By exposing only a simple programming model interface, ParallelAppBase, we can hide the complex implementation of GRAPE-JDK. Users do not need to know anything about the underlying implementation. They only need to inherit the interface and implement the two methods, PEval and IncEval, to run the algorithm on the GraphScope graph analysis engine. For more tutorials, please refer to GAE-java-tutorial.

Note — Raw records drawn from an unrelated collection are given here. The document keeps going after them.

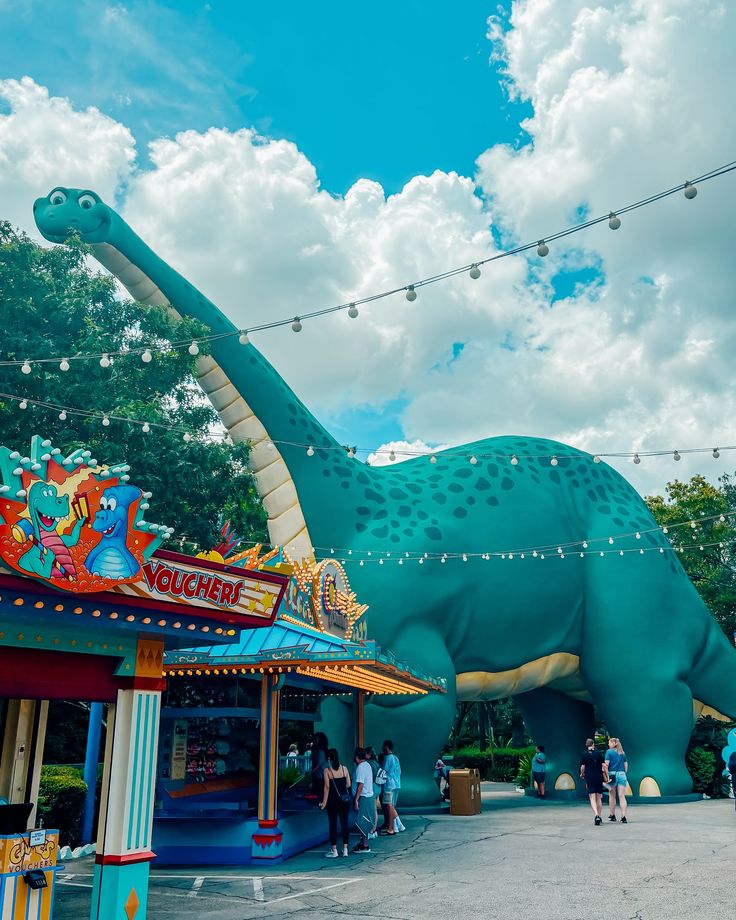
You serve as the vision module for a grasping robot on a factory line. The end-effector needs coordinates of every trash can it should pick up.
[450,770,481,815]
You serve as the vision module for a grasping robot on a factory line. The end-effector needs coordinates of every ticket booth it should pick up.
[0,437,286,920]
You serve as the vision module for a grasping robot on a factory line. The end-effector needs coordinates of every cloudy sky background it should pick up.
[0,0,736,500]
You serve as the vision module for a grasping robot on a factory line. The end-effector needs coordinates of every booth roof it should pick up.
[164,620,447,694]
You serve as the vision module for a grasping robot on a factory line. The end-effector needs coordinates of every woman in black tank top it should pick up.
[319,748,350,859]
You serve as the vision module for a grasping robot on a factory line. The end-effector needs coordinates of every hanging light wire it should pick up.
[0,160,736,374]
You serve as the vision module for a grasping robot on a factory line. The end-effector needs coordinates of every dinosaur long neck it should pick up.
[93,212,358,559]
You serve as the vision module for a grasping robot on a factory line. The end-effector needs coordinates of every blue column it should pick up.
[82,703,103,846]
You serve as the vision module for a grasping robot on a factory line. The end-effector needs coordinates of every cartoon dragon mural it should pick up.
[34,188,736,804]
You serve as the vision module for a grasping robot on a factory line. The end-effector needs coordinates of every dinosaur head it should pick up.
[92,486,141,537]
[28,482,69,531]
[33,186,113,243]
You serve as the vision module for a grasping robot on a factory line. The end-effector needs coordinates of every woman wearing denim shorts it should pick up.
[606,738,629,824]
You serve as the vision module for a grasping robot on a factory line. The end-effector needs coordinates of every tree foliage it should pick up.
[0,222,266,551]
[646,474,736,642]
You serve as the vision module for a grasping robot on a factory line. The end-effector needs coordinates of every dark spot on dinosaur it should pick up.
[365,489,386,505]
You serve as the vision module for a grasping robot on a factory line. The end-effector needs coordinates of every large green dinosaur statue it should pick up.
[34,188,736,803]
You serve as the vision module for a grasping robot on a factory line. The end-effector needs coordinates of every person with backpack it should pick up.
[319,748,352,859]
[380,741,406,837]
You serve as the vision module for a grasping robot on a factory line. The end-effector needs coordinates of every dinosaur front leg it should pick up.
[514,687,594,796]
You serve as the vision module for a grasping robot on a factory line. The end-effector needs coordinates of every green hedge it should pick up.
[453,745,536,783]
[38,766,87,847]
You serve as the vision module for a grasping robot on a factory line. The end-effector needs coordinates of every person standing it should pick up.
[353,747,376,853]
[580,738,608,826]
[319,748,352,859]
[606,738,629,824]
[381,741,406,837]
[532,744,547,799]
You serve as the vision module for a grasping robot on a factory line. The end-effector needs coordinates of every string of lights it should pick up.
[5,160,736,374]
[0,393,736,466]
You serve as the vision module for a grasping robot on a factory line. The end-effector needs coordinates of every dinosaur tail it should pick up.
[688,618,736,720]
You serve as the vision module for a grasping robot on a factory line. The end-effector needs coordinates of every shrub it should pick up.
[38,766,87,847]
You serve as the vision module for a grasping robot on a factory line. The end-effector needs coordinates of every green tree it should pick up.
[646,474,736,642]
[0,222,266,552]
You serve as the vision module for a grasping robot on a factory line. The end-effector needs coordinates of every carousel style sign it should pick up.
[0,435,167,593]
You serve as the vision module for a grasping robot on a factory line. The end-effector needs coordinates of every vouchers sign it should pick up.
[114,550,286,626]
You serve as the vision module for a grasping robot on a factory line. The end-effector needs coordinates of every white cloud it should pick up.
[0,0,736,504]
[0,77,135,231]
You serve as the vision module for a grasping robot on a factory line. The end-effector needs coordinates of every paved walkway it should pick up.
[54,784,736,920]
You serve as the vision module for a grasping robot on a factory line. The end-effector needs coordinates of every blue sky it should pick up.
[0,0,529,193]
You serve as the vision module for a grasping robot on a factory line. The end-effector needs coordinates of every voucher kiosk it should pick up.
[0,436,287,920]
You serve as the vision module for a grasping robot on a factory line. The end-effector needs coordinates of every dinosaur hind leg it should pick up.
[514,687,593,796]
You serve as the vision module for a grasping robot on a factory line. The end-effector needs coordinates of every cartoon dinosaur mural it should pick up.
[34,188,736,804]
[18,482,84,581]
[84,486,141,579]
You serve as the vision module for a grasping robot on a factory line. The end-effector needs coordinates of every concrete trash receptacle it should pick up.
[450,770,481,815]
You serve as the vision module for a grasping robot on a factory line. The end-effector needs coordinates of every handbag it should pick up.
[330,770,352,805]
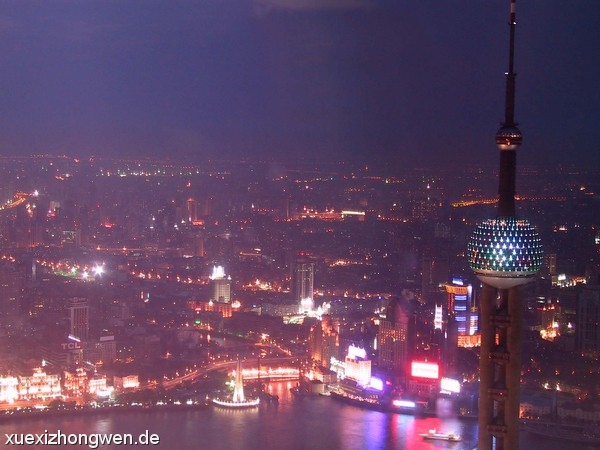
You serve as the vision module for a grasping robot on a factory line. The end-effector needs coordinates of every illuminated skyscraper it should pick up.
[467,0,543,450]
[209,266,231,303]
[292,262,315,314]
[445,278,479,347]
[67,297,90,341]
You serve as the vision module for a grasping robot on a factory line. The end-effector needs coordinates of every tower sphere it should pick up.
[467,217,543,289]
[496,125,523,150]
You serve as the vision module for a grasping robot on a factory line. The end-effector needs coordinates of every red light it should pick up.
[410,361,440,380]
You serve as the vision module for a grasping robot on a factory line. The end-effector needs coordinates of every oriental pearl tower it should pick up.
[467,0,542,450]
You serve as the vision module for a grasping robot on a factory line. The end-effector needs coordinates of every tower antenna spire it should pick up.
[496,0,523,217]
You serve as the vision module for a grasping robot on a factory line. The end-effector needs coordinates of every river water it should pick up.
[0,383,582,450]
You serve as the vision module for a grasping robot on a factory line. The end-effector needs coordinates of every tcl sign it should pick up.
[60,342,81,350]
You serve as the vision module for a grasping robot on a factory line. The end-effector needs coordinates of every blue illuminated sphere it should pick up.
[467,217,543,289]
[496,125,523,150]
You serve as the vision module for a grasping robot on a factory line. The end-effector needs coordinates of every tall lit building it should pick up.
[377,298,414,375]
[575,284,600,358]
[209,266,231,303]
[445,278,480,347]
[292,262,315,314]
[67,297,90,341]
[467,0,543,450]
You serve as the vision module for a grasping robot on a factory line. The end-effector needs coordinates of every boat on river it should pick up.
[419,429,462,442]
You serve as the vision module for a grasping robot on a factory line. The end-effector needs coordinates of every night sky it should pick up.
[0,0,600,166]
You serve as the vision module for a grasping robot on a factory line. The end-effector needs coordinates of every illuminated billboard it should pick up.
[440,378,460,394]
[410,361,440,380]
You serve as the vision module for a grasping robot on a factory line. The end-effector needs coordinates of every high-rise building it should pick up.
[209,266,231,303]
[467,0,543,450]
[67,297,90,342]
[575,284,600,358]
[445,278,480,347]
[377,298,414,377]
[292,261,315,314]
[0,264,25,334]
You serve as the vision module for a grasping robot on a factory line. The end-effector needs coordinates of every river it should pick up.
[0,383,582,450]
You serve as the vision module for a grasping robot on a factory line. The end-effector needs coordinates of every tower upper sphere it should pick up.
[496,125,523,150]
[467,217,543,289]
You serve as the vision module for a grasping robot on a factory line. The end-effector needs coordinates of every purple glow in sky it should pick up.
[0,0,600,165]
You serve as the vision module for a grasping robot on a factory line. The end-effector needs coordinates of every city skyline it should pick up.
[0,0,600,166]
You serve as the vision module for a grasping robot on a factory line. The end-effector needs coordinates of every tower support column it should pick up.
[477,284,497,449]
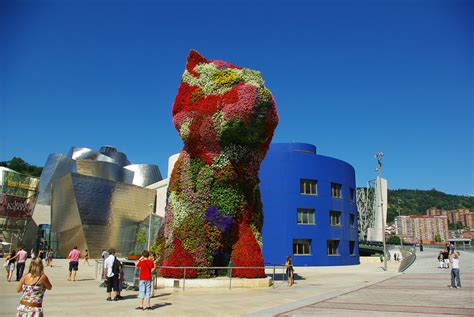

public class Traverse implements ParallelAppBase<Long, Long, Double, Long, TraverseContext>,
    ParallelEngine {
    @Override
    public void PEval(IFragment<Long, Long, Double, Long> fragment,
        ParallelContextBase<Long, Long, Double, Long> context,
        ParallelMessageManager messageManager) {
           
    }
    @Override
    public void IncEval(IFragment<Long, Long, Double, Long> fragment,
        ParallelContextBase<Long, Long, Double, Long> context,
        ParallelMessageManager messageManager) {

    }
}
public class TraverseContext extends
    VertexDataContext<IFragment<Long, Long, Double, Long>, Long> implements ParallelContextBase<Long,Long,Double,Long> {
    @Override
    public void Init(IFragment<Long, Long, Double, Long> frag,
        ParallelMessageManager messageManager, JSONObject jsonObject) {

    }

    @Override
    public void Output(IFragment<Long, Long, Double, Long> frag) {

    }
}

Performance

To verify the running performance of GRAPE-JDK in large-scale graph computing scenarios, we conducted tests on datasets with hundreds of millions of vertices and billions of edges provided by LDBC Graphalytics for various common algorithms. The test configuration was 4 clusters with 400GB of memory and 96 cores, and 4 GraphScope workers. For specific performance test report results, please refer to GRAPE-JDK performance report. Here we take the SSSP and PageRank algorithms as examples to show the experimental results.

Java App vs C++ App

First, we compare the performance gap between the Java-SSSP algorithm based on GRAPE-JDK and the CPP-SSSP algorithm based on libgrape-lite on the com-fiendster and Datagen-9_0-fb datasets. We can see that the overall performance gap between the Java app and the C++ app is about 2 times.

SSSP on Dategen-9_0-fb SSSP on ccom-friendster

Performance Improvement Brought by LLVM4JNI

LLVM4JNI has brought significant performance improvements to GRAPE-JDK. As shown in the table below, the Java-PageRank algorithm implemented using GRAPE-JDK is now approaching the performance of CPP-PageRank. In cases with high concurrency, the time is very close to C++ (such as the column with a concurrency of 32 in the second table).

Performance result is shown in the following two tables.

  threads 1 2 4 8 16 32 64
Com-friendster C++ time 567 325 149 78 39 37 43
Com-friendster Java time 3166 1651 621 373 197 107 147
Com-friendster Java(+LLVM4JNI) time 743 377 202 99 53 38 48
  threads 1 2 4 8 16 32 64
datagen-9_0-fb C++ time 253 113 65 33 22 17 17
datagen-9_0-fb Java time 1439 770 358 162 85 64 74
datagen-9_0-fb Java(+LLVM4JNI) time 393 172 85 41 26 23 22

Conclusion

In this blog, we briefly introduce GRAPE-JDK, a cross-language graph analysis toolkit foe GraphScope. With the help of the modern FFI framework FastFFI, GRAPE-JDK not only provides a friendly user interface for Java users but also has efficient graph query performance. We welcome everyone to try GRAPE-JDK tutorial and provide valuable feedback on usage suggestions.